The Securities and Exchange Commission (SEC) on Thursday reopened the comment period for its pay versus performance rule, a long-dormant provision contained in the Dodd-Frank Act that was never implemented.
The proposed rule would require public companies to disclose information “reflecting the relationship between executive compensation actually paid by a company and the company’s financial performance,” according to an agency press release.
The rule has been dormant since 2015, the last time the SEC opened a comment period on it. It is one of 11 mandates of Dodd-Frank the agency has yet to implement. SEC Chair Gary Gensler has publicly committed to seeing through these outstanding rules, just as he did when he was chair of the Commodity Futures Trading Commission from 2009-14.
The pay versus performance rule would require public companies to track the pay of their principal executive officer (PEO), principal financial officer (PFO), and the “three most highly compensated executive officers other than the PEO and PFO who were serving as executive officers at the end of the last completed fiscal year.” Should up to two of these officers leave in the middle of a fiscal year, their compensation would also be required to be tracked to comply with the rule. Collectively, these executives would be named executive officers (NEOs).
The pay versus performance disclosure would provide the actual compensation paid to the PEO and an average compensation for the remaining NEOs.
Smaller reporting companies, defined as having less than $250 million in publicly held shares or less than $100 million in annual revenue, would be exempt from compliance with the rule.
In the original rule as proposed in 2015, these compensation amounts would then be compared with the company’s total shareholder return.
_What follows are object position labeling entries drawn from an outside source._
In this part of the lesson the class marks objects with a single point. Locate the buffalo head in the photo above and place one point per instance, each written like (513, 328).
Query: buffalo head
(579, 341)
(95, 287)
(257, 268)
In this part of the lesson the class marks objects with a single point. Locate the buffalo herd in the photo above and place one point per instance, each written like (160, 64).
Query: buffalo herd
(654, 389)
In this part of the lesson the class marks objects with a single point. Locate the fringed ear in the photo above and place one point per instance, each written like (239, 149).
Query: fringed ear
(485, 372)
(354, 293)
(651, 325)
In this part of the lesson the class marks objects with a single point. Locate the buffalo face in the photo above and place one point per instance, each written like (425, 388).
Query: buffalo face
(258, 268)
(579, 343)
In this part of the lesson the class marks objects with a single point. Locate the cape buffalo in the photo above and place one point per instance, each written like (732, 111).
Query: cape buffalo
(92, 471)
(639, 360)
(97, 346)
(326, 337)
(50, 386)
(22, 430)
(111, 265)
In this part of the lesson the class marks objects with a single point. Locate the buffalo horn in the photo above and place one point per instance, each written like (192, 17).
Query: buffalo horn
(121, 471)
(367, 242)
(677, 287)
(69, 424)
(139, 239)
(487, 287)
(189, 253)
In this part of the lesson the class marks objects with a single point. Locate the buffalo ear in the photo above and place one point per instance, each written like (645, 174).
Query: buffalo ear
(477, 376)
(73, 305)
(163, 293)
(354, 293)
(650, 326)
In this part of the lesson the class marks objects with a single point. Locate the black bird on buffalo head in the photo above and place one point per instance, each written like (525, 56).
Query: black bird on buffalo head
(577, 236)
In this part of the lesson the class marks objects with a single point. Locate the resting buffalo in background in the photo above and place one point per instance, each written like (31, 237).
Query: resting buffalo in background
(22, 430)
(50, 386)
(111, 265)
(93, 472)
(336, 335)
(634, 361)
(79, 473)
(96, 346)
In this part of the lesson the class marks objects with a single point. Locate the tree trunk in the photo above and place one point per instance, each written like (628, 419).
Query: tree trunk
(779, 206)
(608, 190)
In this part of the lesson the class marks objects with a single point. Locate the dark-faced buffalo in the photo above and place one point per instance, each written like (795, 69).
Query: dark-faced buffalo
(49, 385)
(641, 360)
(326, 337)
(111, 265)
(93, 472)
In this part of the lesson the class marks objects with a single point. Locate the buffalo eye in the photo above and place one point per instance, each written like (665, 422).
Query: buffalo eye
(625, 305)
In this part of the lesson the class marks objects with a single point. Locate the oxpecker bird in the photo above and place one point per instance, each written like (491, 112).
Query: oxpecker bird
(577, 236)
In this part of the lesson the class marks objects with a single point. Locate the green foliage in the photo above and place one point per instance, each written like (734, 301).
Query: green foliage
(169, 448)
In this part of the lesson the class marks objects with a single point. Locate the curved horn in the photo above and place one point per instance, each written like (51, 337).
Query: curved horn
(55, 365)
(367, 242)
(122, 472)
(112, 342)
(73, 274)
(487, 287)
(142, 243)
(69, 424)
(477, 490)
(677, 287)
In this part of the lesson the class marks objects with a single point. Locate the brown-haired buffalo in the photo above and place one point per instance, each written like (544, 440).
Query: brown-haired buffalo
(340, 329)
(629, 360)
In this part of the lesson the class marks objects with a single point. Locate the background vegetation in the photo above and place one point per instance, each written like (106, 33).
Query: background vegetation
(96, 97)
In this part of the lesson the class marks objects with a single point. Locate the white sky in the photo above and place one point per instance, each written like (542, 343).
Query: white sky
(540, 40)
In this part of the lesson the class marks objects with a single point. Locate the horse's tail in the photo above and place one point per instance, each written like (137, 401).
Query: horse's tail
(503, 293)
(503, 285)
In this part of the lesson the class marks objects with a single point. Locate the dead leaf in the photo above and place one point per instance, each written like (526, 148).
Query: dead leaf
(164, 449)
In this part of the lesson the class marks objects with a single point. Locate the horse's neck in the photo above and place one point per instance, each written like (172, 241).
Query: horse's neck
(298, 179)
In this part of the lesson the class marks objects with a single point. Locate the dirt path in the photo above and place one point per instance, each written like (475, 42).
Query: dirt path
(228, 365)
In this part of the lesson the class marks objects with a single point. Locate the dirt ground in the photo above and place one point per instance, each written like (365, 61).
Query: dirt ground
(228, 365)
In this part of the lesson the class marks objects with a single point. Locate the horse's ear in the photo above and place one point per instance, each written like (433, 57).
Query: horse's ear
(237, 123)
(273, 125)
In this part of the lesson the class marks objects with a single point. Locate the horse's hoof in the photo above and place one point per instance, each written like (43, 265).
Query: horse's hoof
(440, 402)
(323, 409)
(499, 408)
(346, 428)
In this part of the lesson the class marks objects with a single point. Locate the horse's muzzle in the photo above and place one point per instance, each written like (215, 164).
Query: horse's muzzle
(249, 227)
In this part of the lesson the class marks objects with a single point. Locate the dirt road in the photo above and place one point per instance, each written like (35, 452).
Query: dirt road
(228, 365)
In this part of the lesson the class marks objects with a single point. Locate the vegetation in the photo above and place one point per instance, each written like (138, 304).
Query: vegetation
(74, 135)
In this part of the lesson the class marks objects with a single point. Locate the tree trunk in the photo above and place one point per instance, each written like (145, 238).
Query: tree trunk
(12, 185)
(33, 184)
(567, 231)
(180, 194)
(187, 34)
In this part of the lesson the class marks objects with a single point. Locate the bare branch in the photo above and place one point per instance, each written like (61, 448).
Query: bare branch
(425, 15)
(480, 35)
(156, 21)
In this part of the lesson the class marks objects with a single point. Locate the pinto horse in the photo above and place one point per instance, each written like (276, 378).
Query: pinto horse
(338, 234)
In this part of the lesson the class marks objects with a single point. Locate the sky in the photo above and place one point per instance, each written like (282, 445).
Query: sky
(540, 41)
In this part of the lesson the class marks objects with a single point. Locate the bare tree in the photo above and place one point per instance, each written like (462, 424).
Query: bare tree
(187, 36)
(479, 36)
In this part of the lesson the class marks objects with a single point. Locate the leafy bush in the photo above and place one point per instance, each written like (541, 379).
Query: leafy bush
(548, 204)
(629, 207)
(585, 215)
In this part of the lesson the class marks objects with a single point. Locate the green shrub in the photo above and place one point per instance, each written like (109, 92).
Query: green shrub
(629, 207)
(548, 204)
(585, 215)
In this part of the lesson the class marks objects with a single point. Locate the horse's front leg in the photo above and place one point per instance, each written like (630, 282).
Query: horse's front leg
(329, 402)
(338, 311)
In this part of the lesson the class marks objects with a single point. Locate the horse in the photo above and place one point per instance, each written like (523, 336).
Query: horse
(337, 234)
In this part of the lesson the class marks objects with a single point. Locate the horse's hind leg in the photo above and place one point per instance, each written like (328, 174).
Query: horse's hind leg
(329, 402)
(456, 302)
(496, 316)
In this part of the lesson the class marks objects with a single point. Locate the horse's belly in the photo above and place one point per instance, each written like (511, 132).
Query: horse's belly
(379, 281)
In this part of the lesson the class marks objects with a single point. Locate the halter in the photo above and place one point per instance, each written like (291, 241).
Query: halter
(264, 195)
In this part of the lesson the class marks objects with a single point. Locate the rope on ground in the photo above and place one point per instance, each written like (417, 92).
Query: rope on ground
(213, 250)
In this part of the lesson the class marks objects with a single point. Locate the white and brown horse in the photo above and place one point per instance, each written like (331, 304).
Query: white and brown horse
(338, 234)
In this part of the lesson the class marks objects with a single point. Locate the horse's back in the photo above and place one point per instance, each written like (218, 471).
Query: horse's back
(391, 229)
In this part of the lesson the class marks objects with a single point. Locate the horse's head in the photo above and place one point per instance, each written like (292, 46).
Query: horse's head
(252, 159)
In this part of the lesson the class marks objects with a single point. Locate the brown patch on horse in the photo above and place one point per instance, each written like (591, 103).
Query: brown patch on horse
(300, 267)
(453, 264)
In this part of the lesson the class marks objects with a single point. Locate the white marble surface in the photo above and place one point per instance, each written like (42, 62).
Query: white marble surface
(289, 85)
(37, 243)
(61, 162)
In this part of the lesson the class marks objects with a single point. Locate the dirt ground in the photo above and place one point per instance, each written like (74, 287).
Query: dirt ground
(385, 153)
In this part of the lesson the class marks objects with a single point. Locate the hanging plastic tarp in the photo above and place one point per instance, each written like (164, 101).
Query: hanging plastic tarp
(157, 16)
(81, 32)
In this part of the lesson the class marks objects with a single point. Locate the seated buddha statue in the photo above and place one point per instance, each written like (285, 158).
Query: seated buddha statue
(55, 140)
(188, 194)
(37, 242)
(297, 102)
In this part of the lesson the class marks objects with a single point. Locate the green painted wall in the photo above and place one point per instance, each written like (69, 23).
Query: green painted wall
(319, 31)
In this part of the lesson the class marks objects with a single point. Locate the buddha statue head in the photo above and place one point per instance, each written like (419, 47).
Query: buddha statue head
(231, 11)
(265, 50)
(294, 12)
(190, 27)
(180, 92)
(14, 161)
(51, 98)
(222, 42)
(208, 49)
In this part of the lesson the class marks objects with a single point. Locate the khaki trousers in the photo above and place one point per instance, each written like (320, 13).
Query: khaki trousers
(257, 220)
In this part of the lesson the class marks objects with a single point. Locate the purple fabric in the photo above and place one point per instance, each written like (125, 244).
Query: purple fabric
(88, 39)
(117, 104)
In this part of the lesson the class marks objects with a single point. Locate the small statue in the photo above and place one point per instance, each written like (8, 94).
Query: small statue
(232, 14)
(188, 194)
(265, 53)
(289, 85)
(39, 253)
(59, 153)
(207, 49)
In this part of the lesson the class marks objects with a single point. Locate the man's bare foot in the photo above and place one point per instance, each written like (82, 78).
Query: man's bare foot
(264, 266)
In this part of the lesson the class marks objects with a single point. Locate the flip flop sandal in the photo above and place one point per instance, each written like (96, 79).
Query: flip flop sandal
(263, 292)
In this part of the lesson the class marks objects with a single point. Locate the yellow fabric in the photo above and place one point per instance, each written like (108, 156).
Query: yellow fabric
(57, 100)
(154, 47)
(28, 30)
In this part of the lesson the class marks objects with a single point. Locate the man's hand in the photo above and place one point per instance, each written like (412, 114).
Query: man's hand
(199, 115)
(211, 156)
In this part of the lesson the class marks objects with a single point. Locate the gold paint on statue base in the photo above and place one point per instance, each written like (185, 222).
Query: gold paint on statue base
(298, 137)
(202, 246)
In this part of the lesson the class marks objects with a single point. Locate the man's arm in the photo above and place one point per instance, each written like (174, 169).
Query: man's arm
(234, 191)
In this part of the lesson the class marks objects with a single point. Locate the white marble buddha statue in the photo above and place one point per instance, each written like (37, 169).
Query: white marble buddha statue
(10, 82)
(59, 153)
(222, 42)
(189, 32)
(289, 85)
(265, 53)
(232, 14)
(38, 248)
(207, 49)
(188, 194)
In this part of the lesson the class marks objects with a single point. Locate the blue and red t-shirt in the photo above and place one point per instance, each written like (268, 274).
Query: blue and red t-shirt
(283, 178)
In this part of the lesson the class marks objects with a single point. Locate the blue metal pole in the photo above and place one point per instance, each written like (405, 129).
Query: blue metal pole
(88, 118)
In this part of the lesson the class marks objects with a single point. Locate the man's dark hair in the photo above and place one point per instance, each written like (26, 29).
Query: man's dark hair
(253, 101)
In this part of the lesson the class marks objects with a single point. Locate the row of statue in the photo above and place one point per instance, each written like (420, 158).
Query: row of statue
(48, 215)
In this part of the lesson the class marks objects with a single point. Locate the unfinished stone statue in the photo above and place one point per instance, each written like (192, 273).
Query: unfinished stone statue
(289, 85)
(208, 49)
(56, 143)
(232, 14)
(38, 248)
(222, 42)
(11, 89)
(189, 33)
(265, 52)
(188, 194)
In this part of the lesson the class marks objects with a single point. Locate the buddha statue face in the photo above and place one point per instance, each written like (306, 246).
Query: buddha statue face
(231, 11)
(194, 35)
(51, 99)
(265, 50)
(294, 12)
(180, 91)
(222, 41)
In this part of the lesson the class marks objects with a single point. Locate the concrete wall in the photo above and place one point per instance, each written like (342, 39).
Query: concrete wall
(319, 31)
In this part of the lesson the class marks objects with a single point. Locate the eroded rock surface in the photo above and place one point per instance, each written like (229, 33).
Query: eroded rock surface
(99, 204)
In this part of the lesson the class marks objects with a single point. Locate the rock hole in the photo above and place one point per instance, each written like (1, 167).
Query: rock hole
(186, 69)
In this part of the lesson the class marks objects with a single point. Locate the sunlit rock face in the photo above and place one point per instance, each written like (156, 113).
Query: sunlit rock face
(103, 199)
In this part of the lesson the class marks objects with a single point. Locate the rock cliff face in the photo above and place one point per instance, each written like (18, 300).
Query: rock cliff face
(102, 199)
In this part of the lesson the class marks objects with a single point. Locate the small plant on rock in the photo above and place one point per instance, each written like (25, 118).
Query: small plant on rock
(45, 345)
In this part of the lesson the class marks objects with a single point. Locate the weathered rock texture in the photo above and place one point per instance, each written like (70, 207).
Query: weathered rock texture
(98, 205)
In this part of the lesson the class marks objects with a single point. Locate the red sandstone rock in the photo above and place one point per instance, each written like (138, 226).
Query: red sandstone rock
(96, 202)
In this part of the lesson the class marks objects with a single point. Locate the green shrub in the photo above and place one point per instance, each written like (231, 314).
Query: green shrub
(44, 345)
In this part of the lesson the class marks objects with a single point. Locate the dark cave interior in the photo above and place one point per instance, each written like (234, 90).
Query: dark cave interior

Total shareholder return is calculated by “dividing the sum of the cumulative amount of dividends for the measurement period, assuming dividend reinvestment, and the difference between the registrant’s share price at the end and the beginning of the measurement period; by the share price at the beginning of the measurement period,” the rule said.
Providing those figures would fulfill the tabular requirement of the rule; companies would also have to explain their executive compensation policies as they relate to total shareholder return in narrative form as well.
“If adopted, this proposed rule would strengthen the transparency and quality of executive compensation disclosure” and “… would provide shareholders with information they need to evaluate a company’s executive compensation policies,” said Gensler in the press release.
As part of the comment period, the SEC is asking the public to offer opinions on several potential changes to the original rule, including:
- Whether registrants should be required to disclose additional performance measures beyond total shareholder return;
- Whether, if required, pre-tax net income and net income would be useful additional financial measures;
- Whether registrants should be required to disclose what they believe is the measure that represents the most important performance measure used to link compensation actually paid during the fiscal year to company performance; and
- Whether registrants should also be required to disclose a tabular list of their five most important performance measures used to determine compensation actually paid.
The comment period will be open 30 days, starting with publication of the release in the Federal Register.
The SEC in October similarly reopened the comment period for another executive compensation rule from Dodd-Frank, one that would require public companies to claw back incentive-based compensation if their finances are restated within the previous three years. The comment period ended without the agency announcing an extension or final rule.